Larsen is the author of The Trouble with Amicus Facts, which examines the facts cited by the justices in Supreme Court opinions. In her research, she found many examples of Supreme Court opinions that cite amicus curiae (friend of the court) briefs as authorities for statements of fact, but Larsen challenges the assumption that these factual claims from amici are always helpful or reliable.
“[The Supreme Court] is inundated with 11th-hour, untested, advocacy-motivated claims of factual expertise,” she says in the article. Larsen suggests limits to the quantity and quality of factual information that comes from amicus briefs to the Court.
Her research was published in the Virginia Law Review and recently featured in the New York Times.
Larsen, who is also the author of Factual Precedents, Confronting Supreme Court Fact Finding, and Bargaining Inside the Black Box, teaches constitutional law, administrative law, and statutory interpretation. Her research examines the process and institutional dynamics of legal decision-making.
She received her undergraduate degree from William & Mary and her juris doctor from the University of Virginia.
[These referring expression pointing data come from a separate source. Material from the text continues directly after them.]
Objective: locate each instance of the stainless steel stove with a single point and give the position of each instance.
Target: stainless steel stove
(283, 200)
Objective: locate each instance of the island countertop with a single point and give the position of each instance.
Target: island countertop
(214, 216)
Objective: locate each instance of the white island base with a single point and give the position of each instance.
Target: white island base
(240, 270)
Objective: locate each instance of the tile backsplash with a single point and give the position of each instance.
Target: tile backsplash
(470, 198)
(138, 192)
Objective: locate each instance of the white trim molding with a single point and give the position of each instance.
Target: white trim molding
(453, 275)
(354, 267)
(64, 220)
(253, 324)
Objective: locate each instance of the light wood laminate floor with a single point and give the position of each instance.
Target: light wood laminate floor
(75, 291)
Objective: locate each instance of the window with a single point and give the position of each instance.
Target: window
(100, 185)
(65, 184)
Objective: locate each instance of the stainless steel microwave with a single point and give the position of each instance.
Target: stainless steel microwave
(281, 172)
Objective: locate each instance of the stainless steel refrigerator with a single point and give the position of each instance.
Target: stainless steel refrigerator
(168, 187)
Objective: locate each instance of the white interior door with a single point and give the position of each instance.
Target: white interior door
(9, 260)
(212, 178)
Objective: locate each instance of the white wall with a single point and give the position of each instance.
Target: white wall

Following law school, Larsen clerked for Justice David Souter on the U.S. Supreme Court and Judge J. Harvie Wilkinson on the U.S. Court of Appeals for the Fourth Circuit.
Before joining the William & Mary faculty in 2010, she practiced law with the appellate litigation group at O’Melveny & Myers and was a visiting assistant professor at Catholic University.
She received The State Council of Higher Education for Virginia’s “Rising Star” Outstanding Faculty Award in 2014, the William & Mary Law School’s Walter Williams Jr. Memorial Teaching Award in 2013, and the William and Mary Alumni Fellowship Teaching Award in 2012.